Na minha época de Sindicato (isso foi há uma década), um número expressivo de jornalistas já havia concluído o que eu demorei a perceber: que há vida fora das redações. Um novo mercado surgiu como subproduto da democracia, da necessidade de empresas e instituições buscarem novos canais de comunicação com a sociedade. Profissionais que antes tinham seus contratos amarrados à Consolidação das Leis do Trabalho tornaram-se pequenos, médios e alguns até com muito jeito de grandes empresários. Tradicionais empresas de comunicação também começaram a contratar jornalistas à margem dos acordos coletivos, remunerando-os como pessoas jurídicas. O Sindicato é de trabalhadores e sua missão é lutar por salários, melhores condições de trabalho. Nessa condição, participei de pelo menos de duas grandes greves e perdi a conta de quantas paralisações-relâmpago. Faz parte.
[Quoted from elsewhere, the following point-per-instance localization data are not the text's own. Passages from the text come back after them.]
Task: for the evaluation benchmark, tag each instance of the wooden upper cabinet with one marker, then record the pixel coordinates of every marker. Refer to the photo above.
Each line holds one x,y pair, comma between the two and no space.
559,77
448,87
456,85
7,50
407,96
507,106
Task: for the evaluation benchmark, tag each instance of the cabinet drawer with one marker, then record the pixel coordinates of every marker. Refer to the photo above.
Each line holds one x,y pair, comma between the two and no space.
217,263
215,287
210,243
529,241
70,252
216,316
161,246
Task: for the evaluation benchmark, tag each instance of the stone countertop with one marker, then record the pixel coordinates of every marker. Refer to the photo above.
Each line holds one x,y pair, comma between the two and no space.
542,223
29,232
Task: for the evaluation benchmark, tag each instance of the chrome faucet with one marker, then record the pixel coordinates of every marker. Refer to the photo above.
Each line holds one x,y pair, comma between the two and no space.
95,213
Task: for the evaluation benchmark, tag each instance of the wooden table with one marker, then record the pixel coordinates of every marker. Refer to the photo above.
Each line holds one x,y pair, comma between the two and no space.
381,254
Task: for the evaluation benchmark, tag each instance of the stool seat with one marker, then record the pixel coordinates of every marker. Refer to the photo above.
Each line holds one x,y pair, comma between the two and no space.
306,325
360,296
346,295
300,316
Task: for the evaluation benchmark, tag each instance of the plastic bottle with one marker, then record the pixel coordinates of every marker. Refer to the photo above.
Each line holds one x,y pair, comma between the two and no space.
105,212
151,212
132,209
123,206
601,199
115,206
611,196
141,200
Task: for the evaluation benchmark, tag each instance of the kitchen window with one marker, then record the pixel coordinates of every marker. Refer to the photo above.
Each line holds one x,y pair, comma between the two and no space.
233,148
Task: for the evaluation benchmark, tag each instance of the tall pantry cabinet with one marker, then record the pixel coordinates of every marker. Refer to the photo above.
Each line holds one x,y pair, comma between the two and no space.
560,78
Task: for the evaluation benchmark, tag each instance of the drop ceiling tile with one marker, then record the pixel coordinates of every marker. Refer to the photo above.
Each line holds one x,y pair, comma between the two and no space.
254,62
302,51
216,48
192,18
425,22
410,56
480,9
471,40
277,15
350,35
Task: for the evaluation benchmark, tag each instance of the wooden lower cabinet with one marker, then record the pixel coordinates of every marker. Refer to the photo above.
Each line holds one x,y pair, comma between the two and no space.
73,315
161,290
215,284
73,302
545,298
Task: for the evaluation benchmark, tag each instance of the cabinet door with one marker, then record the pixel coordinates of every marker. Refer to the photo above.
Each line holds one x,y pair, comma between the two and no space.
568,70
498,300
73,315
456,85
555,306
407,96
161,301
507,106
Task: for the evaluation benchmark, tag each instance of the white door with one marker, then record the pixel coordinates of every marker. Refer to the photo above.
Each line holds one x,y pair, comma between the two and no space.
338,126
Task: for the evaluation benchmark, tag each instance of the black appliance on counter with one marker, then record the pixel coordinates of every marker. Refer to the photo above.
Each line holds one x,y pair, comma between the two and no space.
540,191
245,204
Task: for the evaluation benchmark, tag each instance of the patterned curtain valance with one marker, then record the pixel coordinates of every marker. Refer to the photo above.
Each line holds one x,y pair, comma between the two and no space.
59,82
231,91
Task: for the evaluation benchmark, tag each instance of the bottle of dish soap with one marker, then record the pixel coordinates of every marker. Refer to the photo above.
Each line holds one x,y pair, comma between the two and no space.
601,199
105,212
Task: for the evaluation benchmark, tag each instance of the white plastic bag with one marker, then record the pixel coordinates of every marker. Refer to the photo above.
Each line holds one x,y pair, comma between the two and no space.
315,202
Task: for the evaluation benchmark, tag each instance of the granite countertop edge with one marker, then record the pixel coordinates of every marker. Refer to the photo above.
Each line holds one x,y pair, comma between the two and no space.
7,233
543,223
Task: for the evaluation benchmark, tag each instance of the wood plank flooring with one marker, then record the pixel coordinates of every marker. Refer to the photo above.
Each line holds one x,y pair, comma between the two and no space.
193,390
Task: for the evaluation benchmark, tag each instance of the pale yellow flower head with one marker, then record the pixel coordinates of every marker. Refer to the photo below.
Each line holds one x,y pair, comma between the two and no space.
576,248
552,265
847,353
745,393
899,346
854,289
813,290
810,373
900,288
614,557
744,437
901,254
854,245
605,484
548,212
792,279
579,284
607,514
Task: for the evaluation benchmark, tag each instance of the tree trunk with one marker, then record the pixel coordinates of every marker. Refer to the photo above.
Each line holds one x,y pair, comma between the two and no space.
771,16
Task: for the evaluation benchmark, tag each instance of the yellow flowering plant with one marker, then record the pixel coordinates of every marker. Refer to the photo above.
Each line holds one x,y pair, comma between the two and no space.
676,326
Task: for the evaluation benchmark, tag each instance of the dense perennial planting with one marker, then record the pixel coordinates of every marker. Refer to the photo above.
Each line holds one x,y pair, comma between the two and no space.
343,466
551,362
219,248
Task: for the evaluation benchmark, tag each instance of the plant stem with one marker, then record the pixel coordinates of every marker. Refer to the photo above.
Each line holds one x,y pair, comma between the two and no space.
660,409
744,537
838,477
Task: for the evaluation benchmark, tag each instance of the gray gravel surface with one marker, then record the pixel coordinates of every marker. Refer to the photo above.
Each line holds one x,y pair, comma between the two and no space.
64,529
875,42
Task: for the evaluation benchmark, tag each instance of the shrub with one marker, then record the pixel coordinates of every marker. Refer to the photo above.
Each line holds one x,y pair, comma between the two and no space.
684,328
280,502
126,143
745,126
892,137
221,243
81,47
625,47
Dez anos depois, o que aconteceu com a categoria? Eu, por exemplo, vivo hoje do meu próprio negócio como jornalista. Não posso participar de uma assembléia no Sindicato para discutir, digamos, os efeitos da recente reforma gráfica do Correio sobre o trabalho dos repórteres da casa. Ou as propostas de reivindicações apresentadas às direções dos jornais na data-base da classe. Seria um tanto estranho. Mas gostaria de provocar um debate sobre a liberdade de informar e a responsabilidade dos jornalistas no uso dessa liberdade. Ou sobre os direitos e deveres na circulação de informações na Internet. Me interessa discutir, ainda, privacidade e interesse público. Por que não sobre a responsabilidade da mídia na defesa da língua portuguesa? Por fim, gostaria de refletir sobre um código de ética que não seja este que está aí, aprovado pelo Congresso de Jornalistas de 1986, feito de dentro para dentro, infelizmente transformado em pano de fundo para resolver intrigas de coleguinhas. Para onde irei?

Não serão os sindicatos, nem a Fenaj (entidades de cunho laboral), nem a Associação Brasileira de Imprensa (instituição de natureza cível), por quem tenho grande admiração, que reunirão os jornalistas em torno de um debate conseqüente a respeito desses grandes temas. Tudo deságua para um Conselho Nacional de Jornalistas, com estatuto e normas de disciplina fundados em lei federal, na qual sejam estabelecidas relações democráticas entre a liberdade de informar e o respeito ao direito dos cidadãos. Como fazê-lo, não sei, mas penso que essa é a nova construção que se coloca diante dos jornalistas brasileiros.